Superar estos retos o desafíos construirá tu competencia, lo cual impulsará tu confianza, lo que a su vez te animará a enfrentar el siguiente desafío. El ciclo estará de vuelta en acción.

Puedes empezar con un reto de aprendizaje veloz de 60 días. Tómate dos meses para aprender una nueva habilidad, como aprender a tocar tu canción favorita con la guitarra, o aprender a operar una herramienta compleja en el trabajo. Esto impulsará el ciclo en favor tuyo.


Ponte estándares para alcanzar la congruencia positiva entre tu auto-percepción de imagen y tus acciones.

Llegas a casa después del trabajo, cenas con tu pareja, te metes a la cama y, cuando estás a punto de apagar las luces, tu pareja dice: “Ni siquiera te acordaste”. Es tu aniversario, y lo has olvidado de nuevo. O le explicas a tu hijo en llanto que lo llevarás al zoológico la siguiente semana, porque – ups – programaste una reunión después del trabajo y olvidaste totalmente tu salida familiar.

Si estás esforzándote por ser una mejor pareja o un mejor padre, necesitarás activar el tercer motivador base, la congruencia, la cual es la que alineará tus acciones con tu propia percepción de imagen y la persona que estás aspirando a ser.

Hay tres niveles de congruencia. Entre la manera en que actúas y la manera en que te ves a ti mismo, puede haber congruencia positiva, congruencia negativa o no haber congruencia.

Si no hay congruencia, entonces tus acciones no reflejan tu propia imagen. Muy en lo profundo, tú crees que puedes ser una mejor persona, y estás constantemente decepcionándote con tus acciones.

Si hay congruencia negativa, entonces tienes una mala opinión de ti mismo, y actúas de acuerdo a ello.

Por ejemplo, si no crees que eres capaz de, digamos, aprender Sueco, entonces nunca ni siquiera intentarás aprenderlo, lo que sólo corroborará la visión negativa que tienes de tus habilidades. Hay congruencia entre tu auto-percepción y tu falta de acción, pero te mantienes insatisfecho porque nunca realmente persigues tus sueños.
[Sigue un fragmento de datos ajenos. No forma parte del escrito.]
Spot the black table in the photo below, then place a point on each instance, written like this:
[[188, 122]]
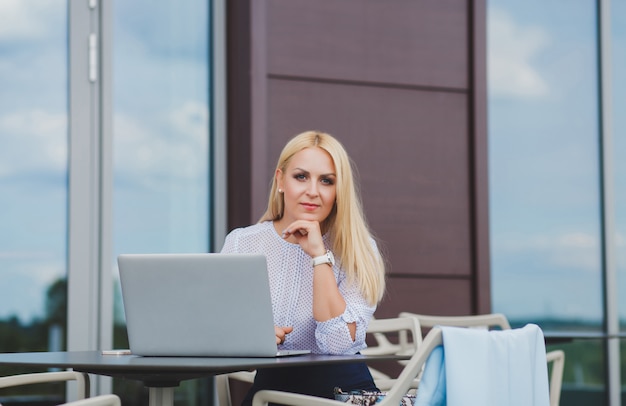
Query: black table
[[162, 374]]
Sin embargo, si hay congruencia positiva, entonces sabes quién eres y quién quieres ser – y alineas tus acciones con este conocimiento. Estás conforme con las decisiones que tomas, y te sientes profundamente contento y en paz.

Entonces, ¿cómo alcanzar la congruencia positiva? Bueno, tienes que ponerte estándares por ti mismo y realmente aferrarte a ellos. Esto podría sonar difícil; sin embargo, si tus estándares personales son realistas y libres de influencia externa, entonces encontrarás sencillo comprometerte con ellos porque vienen de ti y solamente de ti.

Escucha a tu voz interior, y escribe seis palabras en un pedazo de papel: tres acerca de quién quieres ser y tres acerca de cómo quieres tratar a los demás. Ten esta nota en tu billetera o cartera o fíjala junto a tu escritorio – donde sea que la veas a menudo para que la tengas siempre en mente.

Cíñete a tus estándares, y empezarás a sentirte más contento en cualquier situación.


Cuida de ti mismo y sé receptivo al cuidado que otros te dan.

Todos anhelamos sentirnos aceptados, y todos buscamos atención y afecto. Y la única manera de cumplir con estas necesidades es recibiendo el cuidado de otra persona.

El cuidado es el cuarto motivador base, y funciona como una brújula y un ancla emocional, guiando nuestro actuar alrededor de los demás así como conectándonos con ellos.

Pero antes de que realmente empecemos a cuidar de otros, menos aún recibirlo de ellos, debemos aprender a cómo cuidarnos a nosotros mismos, y el primer paso en el camino al auto-cuidado es escuchar a tus emociones.

Convertir un oído sordo en favor de tus sentimientos puede mejorar tu vida de formas sorprendentes. Por ejemplo, el autor una vez hizo de coach a una antigua estrella de fútbol americano quien tenía problemas en manejar el concesionario de coches del que era dueño. A lo largo de su vida, el atleta había experimentado decepción tras decepción emocional, así que solía mantener a distancia a las personas. Pero sus clientes encontraron esto nada amigable, y las ventas de coches cayeron.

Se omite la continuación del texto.